The woman on the other line asked for Tricia in Español. I think. I know somewhere in my brain the words all reside, so that I might have responded in Spanglish with, “Sorry, Tricia is not here.” The words used to be there because of the year I spent sitting in the back of Señora Baum’s class listening to Nina talk about her latest sexual conquest or flirt mercilessly with the boys (her, not me). But even a day after the call the words don’t surface. They must have been swept out of my brain along with the traumatic portions of my wedding.
All I remember is “Hola. Como esta usted?” And pretty much all of the words I learned for food. If I ever wake up inexplicably in a Tijuana jail, I’ll be able to ask how the prostitutes in my cell are doing, and order a chimichanga. If I ever wake in a gritty Cancun motel in a tub full of ice with a scar on my back near my missing kidney, then the language barrier will be the least of my worries. And really, what are the odds?
Instead, I said in English, “I’m sorry, you have the wrong number.” Which is what I always say, and I really don’t know why I feel the need to apologize, when it certainly isn’t me who dialed the wrong number. The caller replied in English with her own apology and I assured her that it was no problem. I could hear that the line was still connected, but except for rustling and muted background noise, there was nothing.
“Hmmmm, yes…well…um. Goodbye,” I punched the talk button hurriedly, and let the crawly uncomfortable feeling of silence between strangers pass through my shoulders and immediately felt silly. Sure, Tricia’s friend has my number, but what does she care if I’m socially inept?
I have been on the other end of the trans-language wrong number. When we lived in Germany I dialed wrong numbers on occasion, and got some unsuspecting German, who may or may not have spoken English. I did at least know the words for, “I’m so sorry,” and figured they would piece the story together from my accented pronunciation and the fact that I hung up on them.
I took two years of German. And in this class, the teacher actually expected us to be able to speak to people and respond to them in a conversation, so I still remember how to apologize. (Isn’t a valid passport and an apology all that the ugly American needs for travel abroad?) There was no Nina equivalent in this class, and if there had been, I’m sure she would have spent a lot of time doing supplementary verb conjugation drills—Fraulein Metzger’s punishment for speaking English.
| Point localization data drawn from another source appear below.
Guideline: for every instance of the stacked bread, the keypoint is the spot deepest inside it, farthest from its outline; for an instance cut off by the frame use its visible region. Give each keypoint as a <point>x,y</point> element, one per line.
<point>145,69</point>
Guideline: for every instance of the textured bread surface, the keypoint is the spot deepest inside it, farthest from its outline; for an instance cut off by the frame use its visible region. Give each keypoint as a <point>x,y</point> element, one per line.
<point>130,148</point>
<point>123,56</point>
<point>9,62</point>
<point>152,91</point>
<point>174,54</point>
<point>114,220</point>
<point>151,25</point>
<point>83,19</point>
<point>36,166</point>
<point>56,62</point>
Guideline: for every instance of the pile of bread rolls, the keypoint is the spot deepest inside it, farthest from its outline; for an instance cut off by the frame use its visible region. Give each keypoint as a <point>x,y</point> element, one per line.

In a previous job as an Administrative Assistant, one of my responsibilities was answering phones. Our phone system had a clear and obvious voice greeting. Callers could reach me a variety of ways, like pressing zero, not pressing anything, or dialing an extension that didn’t exist. It amazed me how many people either skipped or didn’t understand the main greeting. And our number was exactly like the number for the local school district, except two digits were reversed.
Once, a nervous mother heard the sounds of a human voice answer the phone with the name of the company and she launched on a lengthy, rapid-fire description of her daughter’s speech impediment. I attempted several times to interrupt her, but she barreled on. When she paused to breath I did feel truly sorry for her. I explained that we were a business and not the school. The wrong-number-dialer asked if she could be transferred. Then I felt sorry for the kid; she had bigger problems than a sibilant “s”. (So, okay, that was more of an intelligence barrier than a language one.)
I’d like to extend a heartfelt apology to all of the people who I’ve dialed accidentally over the years. I’d do it in Spanish and German, too, but then I’d have to apologize for slaughtering your language, too. (We could be here all day.) And I’d also like to apologize to the woman who has our old number in Illinois. It seems my family has dialed you by mistake a few times, apparently often enough to turn you into an irate and bitter “North American Rough-Legged Harpy.”